Distributed consensus has been intensively studied in recent years as a means to mitigate state differences among dynamic nodes on a graph. It has been successfully employed in various applications, e.g., formation control of multi-robots, load balancing, clock synchronization. However, almost all existing applications cast an impression of consensus as a simple process to iteratively reach agreement, without any clue on possibility to generate advanced complexity, say shortest path planning, which has been proved to be NP-hard. Counter-intuitively, we show for the first time that the complexity of shortest path planning can emerge from a perturbed version of min-consensus protocol, which as a case study may shed lights to researchers in the field of distributed control to re-think the nature of complexity and the distance between control and intelligence. Besides, we rigorously prove the convergence of graph dynamics and its equivalence to shortest path solutions.

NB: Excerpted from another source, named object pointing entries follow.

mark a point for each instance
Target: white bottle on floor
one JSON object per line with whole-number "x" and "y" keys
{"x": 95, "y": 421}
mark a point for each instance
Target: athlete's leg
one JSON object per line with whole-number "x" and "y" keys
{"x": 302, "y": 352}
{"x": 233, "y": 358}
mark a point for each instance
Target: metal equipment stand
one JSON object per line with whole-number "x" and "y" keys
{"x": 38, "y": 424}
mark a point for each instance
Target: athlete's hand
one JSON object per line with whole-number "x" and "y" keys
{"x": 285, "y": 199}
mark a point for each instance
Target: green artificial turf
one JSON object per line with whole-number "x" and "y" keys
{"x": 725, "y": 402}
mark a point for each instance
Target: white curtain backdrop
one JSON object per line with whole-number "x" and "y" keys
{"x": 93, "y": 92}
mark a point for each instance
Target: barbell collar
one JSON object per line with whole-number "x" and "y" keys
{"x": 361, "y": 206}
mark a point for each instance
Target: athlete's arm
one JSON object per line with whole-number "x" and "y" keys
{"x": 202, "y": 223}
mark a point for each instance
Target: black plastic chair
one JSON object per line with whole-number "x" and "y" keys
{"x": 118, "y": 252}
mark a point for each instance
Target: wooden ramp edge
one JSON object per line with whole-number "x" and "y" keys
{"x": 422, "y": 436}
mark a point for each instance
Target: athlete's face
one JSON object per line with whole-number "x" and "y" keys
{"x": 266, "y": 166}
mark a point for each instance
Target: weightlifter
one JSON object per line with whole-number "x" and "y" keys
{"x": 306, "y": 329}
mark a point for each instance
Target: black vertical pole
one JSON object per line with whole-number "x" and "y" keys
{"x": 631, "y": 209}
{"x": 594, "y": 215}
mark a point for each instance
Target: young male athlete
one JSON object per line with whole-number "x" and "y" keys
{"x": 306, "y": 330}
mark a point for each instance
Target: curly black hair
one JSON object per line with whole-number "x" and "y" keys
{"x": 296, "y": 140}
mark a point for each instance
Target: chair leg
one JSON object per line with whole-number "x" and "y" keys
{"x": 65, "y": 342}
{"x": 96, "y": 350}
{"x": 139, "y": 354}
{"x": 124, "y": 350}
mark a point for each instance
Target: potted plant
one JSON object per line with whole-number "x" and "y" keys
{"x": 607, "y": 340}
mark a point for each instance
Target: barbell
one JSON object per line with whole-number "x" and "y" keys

An illustrative simulation on a small scale graph is provided to show the convergence of the biased min-consensus dynamics to shortest path solution over the graph. To demonstrate the scalability to large scale problems, a graph with 43826 nodes, which corresponds to a map of a maze in 2D, is considered in the simulation study. Apart from possible applications in robot path planning, the result is further extended to robot complete coverage, showing its potential in real practice such as cleaning robots.